- Flag used by the group
- Leader: Hisham Salim
- Dates active: 25 May 2014 – March 2019
- Split from: Palestinian Islamic Jihad
- Headquarters: Shuja'iyya, Gaza Strip
- Active regions: Palestinian Territories
- Ideology: Khomeinism Anti-Zionism
- Wars: the Gaza–Israel conflict
- Website: alsabireen.ps

= Sabireen Movement =

Palestinian Shi'a Islamist militant group

The Sabireen Movement, officially the Movement of the Patient ones in Support for Palestine – Hisn (حركة الصابرين نصراً لفلسطين - حِصن), was a Shiite Palestinian militant group that operated from 15 May 2014 to March 2019.

The movement was formed by a number of Palestinian Islamic Jihad (PIJ) leaders who converted to Shiism and were dissatisfied with the PIJ's leadership and with Hamas's position in the Yemeni Civil War, where it supported the Saudi-led intervention, and the Syrian Civil War, where it supported the opposition. The group was described as an Iranian attempt to replace Hamas with a Shiite movement that shared its stance on Syria, and was added to the American list of Specially Designated Global Terrorist Organizations.

The movement claimed to have expanded into the West Bank in 2016, but it was effectively destroyed by Hamas in 2019, when Hamas arrested its leader, Hisham Salem, and only released him after the movement's members gave up their arms. Salem was granted asylum in Iran, while ordinary members either returned to Sunni Islam and rejoined the PIJ or joined the Shiite Harakat Hezbollah al-Nujaba in Iraq.

==History==
Inspired by the Fathi Shaqaqi’s works on Islamic Revolution in 1979, the earliest form of the group can be traced back to 2010 as a reformist movement in Gaza calling for a revolution inspired by the Iranian Revolution. While Hamas supported the Syrian rebellion, the Sabireen Movement has praised Iran's involvement as well as Hezbollah's, the group has sent condolences to Hezbollah fighters killed in Syria as well as by Israeli airstrikes against Hezbollah, and has called on the residents of the Yarmouk Camp to fight ISIL's presence in the suburb.

After leaving Palestinian Islamic Jihad and converting to Shia Islam, Salim has called on his followers to do the same and convert and has also encouraged followers who have already become Shia to proselytize in the Gaza Strip. According to the State Department in September 2015 the group fired rockets into Israeli territory, and in January 2016 Salim announced the group had expanded into the West Bank by establishing cells there, the next month in response to the announcement the Palestinian Authority arrested five men in Bethlehem as part of a cell belonging to the group.

In 2015, Hamas denounced the movement as "against the people of Gaza", and interrogated some of its followers. On February 19, an explosive device blasts at the residence of Sheikh Hisham Salem in Beit Lahia, Gaza Strip, resulting in Salem lightly wounded. No one claimed responsibility for the bombing.

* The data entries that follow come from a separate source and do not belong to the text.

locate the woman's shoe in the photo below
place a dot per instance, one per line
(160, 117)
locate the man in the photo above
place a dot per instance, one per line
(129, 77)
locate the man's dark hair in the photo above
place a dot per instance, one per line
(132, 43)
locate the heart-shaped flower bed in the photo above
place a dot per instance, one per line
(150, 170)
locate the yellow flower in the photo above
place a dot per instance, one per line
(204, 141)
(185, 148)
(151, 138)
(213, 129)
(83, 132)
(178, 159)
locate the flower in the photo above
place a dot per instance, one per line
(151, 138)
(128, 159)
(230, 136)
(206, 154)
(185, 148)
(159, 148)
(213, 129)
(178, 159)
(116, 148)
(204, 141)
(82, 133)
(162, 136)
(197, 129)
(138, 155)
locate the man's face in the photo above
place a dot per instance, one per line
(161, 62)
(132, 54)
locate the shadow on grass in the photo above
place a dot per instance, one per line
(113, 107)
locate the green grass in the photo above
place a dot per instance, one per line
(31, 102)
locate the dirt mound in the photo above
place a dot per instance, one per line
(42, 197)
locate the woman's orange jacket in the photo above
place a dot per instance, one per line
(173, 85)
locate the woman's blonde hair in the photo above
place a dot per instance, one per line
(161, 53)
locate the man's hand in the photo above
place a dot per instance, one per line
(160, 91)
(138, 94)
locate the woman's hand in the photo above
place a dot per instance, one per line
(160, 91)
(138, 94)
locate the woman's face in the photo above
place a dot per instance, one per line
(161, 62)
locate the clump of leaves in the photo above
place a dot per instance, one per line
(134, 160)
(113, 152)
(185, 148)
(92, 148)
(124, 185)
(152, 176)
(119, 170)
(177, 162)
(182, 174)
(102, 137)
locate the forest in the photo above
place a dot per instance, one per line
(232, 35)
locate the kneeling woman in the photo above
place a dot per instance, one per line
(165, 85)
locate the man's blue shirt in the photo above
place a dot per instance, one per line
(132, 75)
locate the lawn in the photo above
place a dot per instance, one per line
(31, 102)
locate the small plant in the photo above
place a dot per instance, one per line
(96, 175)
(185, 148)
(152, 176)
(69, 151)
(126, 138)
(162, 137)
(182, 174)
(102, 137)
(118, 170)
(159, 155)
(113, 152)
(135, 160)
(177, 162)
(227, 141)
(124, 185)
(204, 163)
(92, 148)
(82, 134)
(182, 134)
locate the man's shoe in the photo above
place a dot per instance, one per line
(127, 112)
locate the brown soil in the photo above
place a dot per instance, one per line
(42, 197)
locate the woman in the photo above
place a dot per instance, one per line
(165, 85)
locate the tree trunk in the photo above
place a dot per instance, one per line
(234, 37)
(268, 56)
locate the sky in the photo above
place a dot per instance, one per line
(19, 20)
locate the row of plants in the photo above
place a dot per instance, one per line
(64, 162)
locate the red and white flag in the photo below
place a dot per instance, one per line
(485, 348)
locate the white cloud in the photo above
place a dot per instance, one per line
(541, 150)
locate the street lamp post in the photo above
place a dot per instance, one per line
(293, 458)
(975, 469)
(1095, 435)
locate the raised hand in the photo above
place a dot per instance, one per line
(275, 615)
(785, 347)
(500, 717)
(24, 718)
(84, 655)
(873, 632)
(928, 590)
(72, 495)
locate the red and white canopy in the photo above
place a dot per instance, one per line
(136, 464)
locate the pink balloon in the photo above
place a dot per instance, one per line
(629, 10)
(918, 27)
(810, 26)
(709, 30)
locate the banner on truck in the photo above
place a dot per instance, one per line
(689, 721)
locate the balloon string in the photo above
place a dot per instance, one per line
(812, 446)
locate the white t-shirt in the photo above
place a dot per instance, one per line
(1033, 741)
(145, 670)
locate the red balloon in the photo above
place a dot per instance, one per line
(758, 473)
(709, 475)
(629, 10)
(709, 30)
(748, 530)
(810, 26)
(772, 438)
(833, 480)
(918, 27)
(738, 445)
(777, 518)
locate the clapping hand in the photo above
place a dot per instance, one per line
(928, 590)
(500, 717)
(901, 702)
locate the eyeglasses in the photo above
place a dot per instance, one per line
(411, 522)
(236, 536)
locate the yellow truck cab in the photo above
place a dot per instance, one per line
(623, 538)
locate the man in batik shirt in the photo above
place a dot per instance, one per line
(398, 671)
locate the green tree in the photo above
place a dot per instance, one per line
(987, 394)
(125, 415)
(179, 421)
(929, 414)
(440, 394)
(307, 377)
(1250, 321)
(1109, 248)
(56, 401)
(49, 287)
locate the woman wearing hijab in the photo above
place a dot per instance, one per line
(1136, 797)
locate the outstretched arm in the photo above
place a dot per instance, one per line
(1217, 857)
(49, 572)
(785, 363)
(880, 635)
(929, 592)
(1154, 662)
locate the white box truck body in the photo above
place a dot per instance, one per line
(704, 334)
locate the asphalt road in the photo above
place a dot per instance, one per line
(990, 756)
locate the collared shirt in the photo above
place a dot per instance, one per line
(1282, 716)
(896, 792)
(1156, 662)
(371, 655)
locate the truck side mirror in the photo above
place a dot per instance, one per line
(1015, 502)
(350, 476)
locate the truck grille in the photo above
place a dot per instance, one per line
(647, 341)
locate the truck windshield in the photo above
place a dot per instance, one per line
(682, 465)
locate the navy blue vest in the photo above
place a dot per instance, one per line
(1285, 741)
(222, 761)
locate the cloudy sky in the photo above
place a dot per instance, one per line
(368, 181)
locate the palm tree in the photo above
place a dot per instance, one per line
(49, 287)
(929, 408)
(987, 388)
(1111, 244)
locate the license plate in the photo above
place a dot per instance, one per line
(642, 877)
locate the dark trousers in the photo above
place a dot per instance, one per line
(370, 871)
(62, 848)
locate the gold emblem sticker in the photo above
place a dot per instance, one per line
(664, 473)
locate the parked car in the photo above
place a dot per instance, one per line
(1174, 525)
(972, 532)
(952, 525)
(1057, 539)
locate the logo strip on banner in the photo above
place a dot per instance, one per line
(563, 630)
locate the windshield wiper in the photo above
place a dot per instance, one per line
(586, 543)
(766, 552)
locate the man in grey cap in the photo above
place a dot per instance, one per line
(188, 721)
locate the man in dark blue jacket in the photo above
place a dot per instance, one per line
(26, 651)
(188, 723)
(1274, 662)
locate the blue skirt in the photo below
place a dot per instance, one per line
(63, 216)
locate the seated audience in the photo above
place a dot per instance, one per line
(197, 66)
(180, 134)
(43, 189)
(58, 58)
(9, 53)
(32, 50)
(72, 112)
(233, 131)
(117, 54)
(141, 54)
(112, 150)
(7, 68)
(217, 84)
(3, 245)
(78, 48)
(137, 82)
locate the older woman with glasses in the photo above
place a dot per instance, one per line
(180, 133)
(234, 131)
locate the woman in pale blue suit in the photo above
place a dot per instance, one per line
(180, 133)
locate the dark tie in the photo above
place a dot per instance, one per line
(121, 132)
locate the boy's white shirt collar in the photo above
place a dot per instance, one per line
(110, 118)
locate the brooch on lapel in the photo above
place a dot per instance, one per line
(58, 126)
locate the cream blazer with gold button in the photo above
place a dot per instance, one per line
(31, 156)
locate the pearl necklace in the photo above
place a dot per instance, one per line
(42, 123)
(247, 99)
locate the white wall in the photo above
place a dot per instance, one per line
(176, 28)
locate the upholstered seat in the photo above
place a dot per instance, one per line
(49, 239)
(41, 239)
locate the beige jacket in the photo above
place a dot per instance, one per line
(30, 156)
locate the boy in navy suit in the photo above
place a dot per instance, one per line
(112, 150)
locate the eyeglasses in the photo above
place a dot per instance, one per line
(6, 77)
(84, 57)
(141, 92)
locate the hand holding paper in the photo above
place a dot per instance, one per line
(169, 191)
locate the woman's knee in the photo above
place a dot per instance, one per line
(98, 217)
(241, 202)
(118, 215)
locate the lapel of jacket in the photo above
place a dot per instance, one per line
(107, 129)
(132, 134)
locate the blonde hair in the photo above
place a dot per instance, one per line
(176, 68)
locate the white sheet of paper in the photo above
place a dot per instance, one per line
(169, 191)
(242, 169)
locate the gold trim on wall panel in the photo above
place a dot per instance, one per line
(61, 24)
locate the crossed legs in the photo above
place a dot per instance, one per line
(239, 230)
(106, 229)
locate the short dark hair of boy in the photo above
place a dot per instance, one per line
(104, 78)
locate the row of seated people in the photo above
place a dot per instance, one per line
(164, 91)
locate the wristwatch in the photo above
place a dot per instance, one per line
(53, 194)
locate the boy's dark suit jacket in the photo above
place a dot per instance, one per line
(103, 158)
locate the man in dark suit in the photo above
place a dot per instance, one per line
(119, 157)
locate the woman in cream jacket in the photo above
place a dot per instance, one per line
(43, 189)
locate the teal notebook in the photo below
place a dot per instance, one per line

In early 2018 the Trump administration designated the group as a Specially Designated Global Terrorist Organization under an executive order. A Washington, DC–based pro-Israel think tank called The Washington Institute for Near East Policy asserted that the group's formation could be a bid by Iran to replace Hamas as a proxy with Sabireen given Hamas' stance on Syria and the religious divide between the two.

In 2019, Hamas arrested more than 70 Sabireen members and confiscated their weapons, effectively ending the existence of the organisation. The reasoning behind such move was that Hamas wanted to maintain peace with Israel, while Sabireen Movement refused any attempts at reconciliations.

In 2021, Tehran Times "alleged" that Hisham Salim was granted asylum in Iran, while ordinary members of the group repented and converted to Sunni Islam and joined Al-Quds Brigades and/or some members had merged with Iraqi Harakat Hezbollah al-Nujaba that operates charity in the Gaza Strip.

==Ideology==
Upon creation, the movement did not introduce itself as a Shiite movement. Its secretary general says it does not represent a certain sect, stressing that sectarianism only serves the enemies' best interests. He also denies that the movement only consists of Shiites and does not accept Sunni members.

In January 2016, Hisham Salim, founder of the Harakat al-Sabireen, told the Palestinian Ma'an News Agency that the group, like Hezbollah, is directly funded by the Iranian government, but stressed that his group was non-sectarian, non-religious and certainly not a "Shiite movement."